Sorry，professor. I tried to upload the inc file but it doesn’t work. The problem is that I do Smm with the estimation of the new block and it generates the results as the end of the log file. However when I give the estimator into the simulation code in New.mod,I find that the estimation matched moments cannot be generated and there’s large difference. Very confused where is the problem. Is this because of incorrect parameter settings? Or something else?
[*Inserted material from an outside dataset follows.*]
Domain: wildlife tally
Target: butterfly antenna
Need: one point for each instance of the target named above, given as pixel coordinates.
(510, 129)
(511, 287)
You should now be able to upload the `.inc`

-file.

Great. It’s uploaded professor. So, basically, New5.mod should be the same model as the inc. I just input the parameter estimation result from log file but find that I cannot replicate the log file comparison between model and data.

Climate_EZ_LRR_common4.inc (10.2 KB)

find_climate_steady_state_LRR_EZ.m (985 Bytes)

find_ss_kd_habit_LRR_EZ.m (1.2 KB)

find_ss_theta_habit_LRR_EZ.m (801 Bytes)

Sorry, forget these three for steady state codes.

Best

Ethan

What do you mean with

?

How did you compare the moments? The ones reported by `stoch_simul`

are centered, the ones by `method_of_moments`

are not.

1 Like

Thanks for your reply, professor. Please correct me if I make mistakes. I do have non-stationary component in the neoclassical model so I normalize it by the long run non-stationary TFP. When I compare it, I just compare the manually centered data with normalized stationary variable to make sure that the centered second moments in estimation could be matched. Maybe, there are some unobserved mistakes here, but this is the logic I am using. Please correct me if my thought is wrong.

Then please provide the code you use for the comparison.